The data acquisition module acquires fault current information of the active power distribution network through intelligent feeder terminal equipment of the power distribution network, wherein the fault current information comprises current information flowing through each node (sectional switch) in the power distribution network.
The model building module is mainly used for obtaining an evaluation function of the active distribution network in a fault state according to the obtained fault current information of the active distribution network, and the specific operation of the model building module is consistent with the step A in the embodiment 1.

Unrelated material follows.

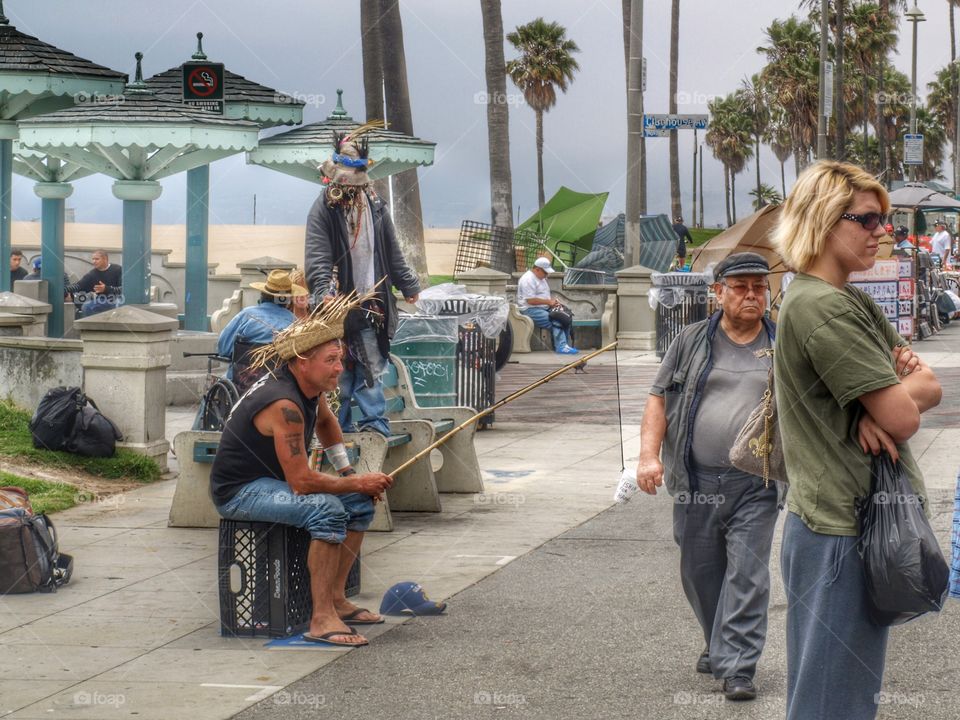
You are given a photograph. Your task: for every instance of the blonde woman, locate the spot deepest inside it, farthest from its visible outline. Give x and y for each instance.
(847, 387)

The fault positioning module is mainly used for updating the speed and the position of particles through an improved particle swarm optimization algorithm, and performing fault positioning on the power distribution network with the source to obtain a fault section of the power distribution network with the source. In the improved particle swarm optimization algorithm, the evaluation function is used as an adaptability function of the improved particle swarm optimization algorithm, and a candidate solution of a fault section of the source-containing power distribution network is used as particles; the speed and position of the particles are updated using adaptive inertial weights. The fault positioning module is also used for restraining the output result of the improved particle swarm optimization algorithm through preset power distribution network stable operation constraint conditions.
The specific operation of the fault location module is consistent with step B in example 1.
Example 3:
this embodiment describes a computer-readable storage medium having stored thereon a computer program which, when executed by a processor, implements the active distribution network fault location method described in embodiment 1.
It will be appreciated by those skilled in the art that embodiments of the present invention may be provided as a method, system, or computer program product. Accordingly, the present invention may take the form of an entirely hardware embodiment, an entirely software embodiment or an embodiment combining software and hardware aspects. Furthermore, the present invention may take the form of a computer program product embodied on one or more computer-usable storage media (including, but not limited to, disk storage, CD-ROM, optical storage, and the like) having computer-usable program code embodied therein.
The present invention is described with reference to flowchart illustrations and/or block diagrams of methods, apparatus (systems) and computer program products according to embodiments of the invention. It will be understood that each flow and/or block of the flowchart illustrations and/or block diagrams, and combinations of flows and/or blocks in the flowchart illustrations and/or block diagrams, can be implemented by computer program instructions. These computer program instructions may be provided to a processor of a general purpose computer, special purpose computer, embedded processor, or other programmable data processing apparatus to produce a machine, such that the instructions, which execute via the processor of the computer or other programmable data processing apparatus, create means for implementing the functions specified in the flowchart flow or flows and/or block diagram block or blocks.
These computer program instructions may also be stored in a computer-readable memory that can direct a computer or other programmable data processing apparatus to function in a particular manner, such that the instructions stored in the computer-readable memory produce an article of manufacture including instruction means which implement the function specified in the flowchart flow or flows and/or block diagram block or blocks.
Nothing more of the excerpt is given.